Jarmo Ilari Saari (born 14 March 1970) is a Finnish guitarist, composer and producer. He has played in the bands XL, ZetaBoo and Anna-Mari Kähärän orkesteri as well as published three solo records as a part of his Solu-project. In 2012 Jarmo Saari founded the band Jarmo Saari Republic together with three drummers. In 2012 Saari was also awarded with the Finland Award (Finnish: Suomi-palkinto) for his artistic work.

Saari was born in Kauniainen, Finland. When he was a child, Saari sung in a choir and played the cello and trombone. He received his first guitar at the age of ten, and it later became his main instrument. In 1992 Saari begun his studies at the Jazz Department of Sibelius Academy in Helsinki, where he studied the guitar and composing. Saari graduated as a Master of Music in 1999. His graduate concert at the Savoy Theatre in Helsinki was an audiovisual experience.

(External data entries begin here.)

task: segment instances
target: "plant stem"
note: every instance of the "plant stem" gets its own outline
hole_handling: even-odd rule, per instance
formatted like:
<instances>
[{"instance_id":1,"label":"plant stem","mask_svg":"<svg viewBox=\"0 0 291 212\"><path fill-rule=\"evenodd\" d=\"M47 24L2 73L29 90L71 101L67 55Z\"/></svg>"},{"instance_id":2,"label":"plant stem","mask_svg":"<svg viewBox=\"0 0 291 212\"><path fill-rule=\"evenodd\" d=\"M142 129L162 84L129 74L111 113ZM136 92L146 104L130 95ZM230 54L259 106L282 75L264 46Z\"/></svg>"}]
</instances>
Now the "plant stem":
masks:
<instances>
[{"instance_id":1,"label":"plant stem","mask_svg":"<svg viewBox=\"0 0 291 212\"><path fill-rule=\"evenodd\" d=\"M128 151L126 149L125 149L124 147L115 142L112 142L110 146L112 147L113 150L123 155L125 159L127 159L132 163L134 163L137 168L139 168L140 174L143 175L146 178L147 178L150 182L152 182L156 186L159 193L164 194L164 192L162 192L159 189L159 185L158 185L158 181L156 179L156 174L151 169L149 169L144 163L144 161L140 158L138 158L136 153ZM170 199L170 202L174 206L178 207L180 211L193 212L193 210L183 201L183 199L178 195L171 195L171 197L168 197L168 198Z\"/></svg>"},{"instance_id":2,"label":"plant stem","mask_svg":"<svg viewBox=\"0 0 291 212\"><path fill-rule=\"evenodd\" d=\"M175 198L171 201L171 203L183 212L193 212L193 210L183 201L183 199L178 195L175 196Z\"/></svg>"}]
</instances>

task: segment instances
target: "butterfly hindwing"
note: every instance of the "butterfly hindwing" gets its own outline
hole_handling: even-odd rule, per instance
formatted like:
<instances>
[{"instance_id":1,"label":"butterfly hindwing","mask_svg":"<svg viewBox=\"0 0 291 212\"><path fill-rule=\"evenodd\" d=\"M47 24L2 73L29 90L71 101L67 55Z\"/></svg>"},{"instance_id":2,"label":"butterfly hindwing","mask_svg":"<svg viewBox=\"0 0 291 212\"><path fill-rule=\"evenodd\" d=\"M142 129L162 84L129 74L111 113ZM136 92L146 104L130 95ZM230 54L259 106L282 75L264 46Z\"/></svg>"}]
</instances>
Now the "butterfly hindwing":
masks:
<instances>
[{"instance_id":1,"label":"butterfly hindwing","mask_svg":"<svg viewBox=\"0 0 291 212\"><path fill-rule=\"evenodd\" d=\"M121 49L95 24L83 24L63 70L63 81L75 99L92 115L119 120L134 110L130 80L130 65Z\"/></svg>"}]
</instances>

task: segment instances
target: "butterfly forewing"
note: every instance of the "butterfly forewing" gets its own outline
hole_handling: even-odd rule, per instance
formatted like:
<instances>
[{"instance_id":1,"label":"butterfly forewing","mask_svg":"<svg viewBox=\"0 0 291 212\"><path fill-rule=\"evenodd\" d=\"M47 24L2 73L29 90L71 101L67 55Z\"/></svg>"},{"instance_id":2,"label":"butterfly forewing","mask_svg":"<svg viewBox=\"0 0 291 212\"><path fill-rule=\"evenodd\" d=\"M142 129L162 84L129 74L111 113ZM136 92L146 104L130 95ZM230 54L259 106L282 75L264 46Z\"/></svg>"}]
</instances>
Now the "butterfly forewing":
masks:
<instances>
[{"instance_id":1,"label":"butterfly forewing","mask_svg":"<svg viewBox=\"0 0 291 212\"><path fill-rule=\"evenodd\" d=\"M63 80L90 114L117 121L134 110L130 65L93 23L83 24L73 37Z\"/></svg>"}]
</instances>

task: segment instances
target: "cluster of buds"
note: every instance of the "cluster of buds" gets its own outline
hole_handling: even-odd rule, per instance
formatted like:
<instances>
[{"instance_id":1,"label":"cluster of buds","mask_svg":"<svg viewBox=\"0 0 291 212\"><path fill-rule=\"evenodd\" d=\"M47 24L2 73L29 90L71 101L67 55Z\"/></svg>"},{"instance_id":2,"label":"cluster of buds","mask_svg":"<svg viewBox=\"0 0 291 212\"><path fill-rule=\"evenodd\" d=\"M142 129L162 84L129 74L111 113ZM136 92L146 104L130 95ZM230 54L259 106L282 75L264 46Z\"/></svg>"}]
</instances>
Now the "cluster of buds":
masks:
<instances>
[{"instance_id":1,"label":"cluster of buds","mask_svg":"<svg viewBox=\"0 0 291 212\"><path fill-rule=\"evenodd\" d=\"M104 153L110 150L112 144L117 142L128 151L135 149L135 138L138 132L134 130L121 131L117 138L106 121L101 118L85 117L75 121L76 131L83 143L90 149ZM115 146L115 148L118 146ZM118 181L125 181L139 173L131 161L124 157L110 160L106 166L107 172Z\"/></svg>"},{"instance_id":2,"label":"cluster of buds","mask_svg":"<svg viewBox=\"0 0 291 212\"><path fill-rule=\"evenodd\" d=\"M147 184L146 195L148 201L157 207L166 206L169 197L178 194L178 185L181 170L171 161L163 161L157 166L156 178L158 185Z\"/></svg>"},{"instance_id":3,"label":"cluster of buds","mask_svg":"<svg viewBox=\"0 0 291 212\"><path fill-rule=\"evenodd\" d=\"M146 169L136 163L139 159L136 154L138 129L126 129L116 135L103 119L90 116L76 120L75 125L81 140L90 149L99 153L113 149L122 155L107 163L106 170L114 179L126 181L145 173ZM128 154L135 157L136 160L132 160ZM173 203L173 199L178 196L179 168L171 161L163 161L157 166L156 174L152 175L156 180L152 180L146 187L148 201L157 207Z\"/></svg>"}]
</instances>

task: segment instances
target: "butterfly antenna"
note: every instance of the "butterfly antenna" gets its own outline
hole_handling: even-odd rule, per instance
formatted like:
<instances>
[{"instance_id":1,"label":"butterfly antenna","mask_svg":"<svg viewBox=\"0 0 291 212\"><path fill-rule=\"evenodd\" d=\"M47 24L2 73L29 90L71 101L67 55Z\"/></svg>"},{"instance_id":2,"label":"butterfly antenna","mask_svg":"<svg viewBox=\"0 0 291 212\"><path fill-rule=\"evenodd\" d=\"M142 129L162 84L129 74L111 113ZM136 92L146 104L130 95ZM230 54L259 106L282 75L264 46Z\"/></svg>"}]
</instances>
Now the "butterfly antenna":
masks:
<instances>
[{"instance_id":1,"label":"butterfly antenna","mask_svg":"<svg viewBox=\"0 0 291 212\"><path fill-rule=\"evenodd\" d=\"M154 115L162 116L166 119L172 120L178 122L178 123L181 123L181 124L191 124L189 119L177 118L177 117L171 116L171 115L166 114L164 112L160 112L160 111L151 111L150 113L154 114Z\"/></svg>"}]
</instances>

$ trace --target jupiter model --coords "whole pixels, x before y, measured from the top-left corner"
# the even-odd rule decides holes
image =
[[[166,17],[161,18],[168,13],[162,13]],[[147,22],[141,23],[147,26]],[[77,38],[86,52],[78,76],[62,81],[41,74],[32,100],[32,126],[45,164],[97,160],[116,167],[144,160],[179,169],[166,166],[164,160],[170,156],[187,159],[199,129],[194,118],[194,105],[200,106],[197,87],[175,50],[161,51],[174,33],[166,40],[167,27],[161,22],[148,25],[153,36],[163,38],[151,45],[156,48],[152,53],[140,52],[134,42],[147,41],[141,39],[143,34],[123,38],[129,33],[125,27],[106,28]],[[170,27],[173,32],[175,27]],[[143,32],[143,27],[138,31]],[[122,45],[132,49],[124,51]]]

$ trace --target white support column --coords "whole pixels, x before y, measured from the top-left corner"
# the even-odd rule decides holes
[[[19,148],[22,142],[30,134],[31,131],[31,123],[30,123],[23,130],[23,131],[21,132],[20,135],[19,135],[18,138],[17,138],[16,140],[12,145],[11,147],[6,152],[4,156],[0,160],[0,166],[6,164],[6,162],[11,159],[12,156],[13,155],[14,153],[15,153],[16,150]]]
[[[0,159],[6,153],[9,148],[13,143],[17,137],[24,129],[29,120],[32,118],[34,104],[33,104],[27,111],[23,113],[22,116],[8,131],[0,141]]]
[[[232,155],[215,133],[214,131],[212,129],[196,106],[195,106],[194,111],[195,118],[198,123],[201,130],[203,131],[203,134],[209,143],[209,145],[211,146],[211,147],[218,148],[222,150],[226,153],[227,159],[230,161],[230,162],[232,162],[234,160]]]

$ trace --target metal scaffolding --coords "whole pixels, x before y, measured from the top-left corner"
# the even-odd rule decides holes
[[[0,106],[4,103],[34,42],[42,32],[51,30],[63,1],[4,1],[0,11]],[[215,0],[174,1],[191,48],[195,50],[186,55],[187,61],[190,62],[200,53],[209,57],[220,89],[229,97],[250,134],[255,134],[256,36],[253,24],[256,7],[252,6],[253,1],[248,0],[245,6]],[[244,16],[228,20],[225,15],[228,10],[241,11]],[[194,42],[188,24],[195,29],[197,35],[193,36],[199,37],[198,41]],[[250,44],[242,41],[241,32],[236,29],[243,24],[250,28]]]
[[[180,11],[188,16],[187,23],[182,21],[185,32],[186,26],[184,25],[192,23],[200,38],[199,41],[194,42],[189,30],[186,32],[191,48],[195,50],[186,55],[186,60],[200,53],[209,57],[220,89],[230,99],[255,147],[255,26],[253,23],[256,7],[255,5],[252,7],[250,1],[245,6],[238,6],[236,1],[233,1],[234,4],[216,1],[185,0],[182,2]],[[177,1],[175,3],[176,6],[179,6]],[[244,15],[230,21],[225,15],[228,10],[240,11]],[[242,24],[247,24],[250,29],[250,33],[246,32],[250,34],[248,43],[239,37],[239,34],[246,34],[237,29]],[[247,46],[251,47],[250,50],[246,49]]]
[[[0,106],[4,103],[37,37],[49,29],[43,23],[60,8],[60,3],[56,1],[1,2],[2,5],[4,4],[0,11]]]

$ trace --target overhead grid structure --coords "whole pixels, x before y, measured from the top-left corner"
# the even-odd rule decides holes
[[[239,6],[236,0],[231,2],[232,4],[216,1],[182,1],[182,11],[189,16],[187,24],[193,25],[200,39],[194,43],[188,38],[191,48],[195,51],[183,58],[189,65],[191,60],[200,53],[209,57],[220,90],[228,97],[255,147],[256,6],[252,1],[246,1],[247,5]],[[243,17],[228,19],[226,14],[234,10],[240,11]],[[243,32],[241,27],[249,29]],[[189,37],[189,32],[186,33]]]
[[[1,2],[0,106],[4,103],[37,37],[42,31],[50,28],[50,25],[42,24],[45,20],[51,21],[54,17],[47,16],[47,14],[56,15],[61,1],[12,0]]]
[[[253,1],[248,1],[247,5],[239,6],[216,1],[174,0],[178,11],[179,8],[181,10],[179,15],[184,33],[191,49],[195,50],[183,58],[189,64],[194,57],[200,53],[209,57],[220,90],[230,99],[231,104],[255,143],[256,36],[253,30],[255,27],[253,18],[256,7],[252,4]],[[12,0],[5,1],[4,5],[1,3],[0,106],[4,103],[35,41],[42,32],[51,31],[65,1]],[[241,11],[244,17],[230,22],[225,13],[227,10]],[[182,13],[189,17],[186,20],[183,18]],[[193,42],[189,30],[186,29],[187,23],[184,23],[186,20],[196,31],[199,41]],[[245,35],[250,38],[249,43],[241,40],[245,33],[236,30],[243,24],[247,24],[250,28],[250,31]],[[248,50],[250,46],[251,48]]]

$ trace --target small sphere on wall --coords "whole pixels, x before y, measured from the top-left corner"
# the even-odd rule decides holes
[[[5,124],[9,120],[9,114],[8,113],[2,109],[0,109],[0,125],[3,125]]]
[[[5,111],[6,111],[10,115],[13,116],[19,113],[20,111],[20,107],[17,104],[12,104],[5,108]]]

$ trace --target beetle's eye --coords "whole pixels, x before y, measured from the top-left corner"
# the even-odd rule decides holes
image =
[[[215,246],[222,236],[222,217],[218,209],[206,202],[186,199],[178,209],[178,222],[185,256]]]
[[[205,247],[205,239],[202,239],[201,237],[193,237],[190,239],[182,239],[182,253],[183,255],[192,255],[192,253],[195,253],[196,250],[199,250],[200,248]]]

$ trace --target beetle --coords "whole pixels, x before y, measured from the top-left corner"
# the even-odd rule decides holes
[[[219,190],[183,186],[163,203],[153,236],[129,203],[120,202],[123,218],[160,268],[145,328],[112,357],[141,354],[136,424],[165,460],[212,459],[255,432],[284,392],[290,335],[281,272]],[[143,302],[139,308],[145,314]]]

Jarmo Saari is best known for his contributions in Finnish jazz music. Jarmo Saari's style has been described as visual, and his compositions combine the guitar, human voice and rare instruments in a multidimensional way. Saari performed as a solo artist for the first time in 2000. His solo project goes by the name Jarmo Saari Solu (English: Jarmo Saari Cell). Jarmo Saari has worked together with multiple notable Finnish musicians such as Jukka Perko, Anna-Mari Kähärä, Emma Salokoski, UMO Jazz Orchestra and Tuomari Nurmio. Saari has also composed music for numerous Finnish movies and collaborated with choreographer Tero Saarinen.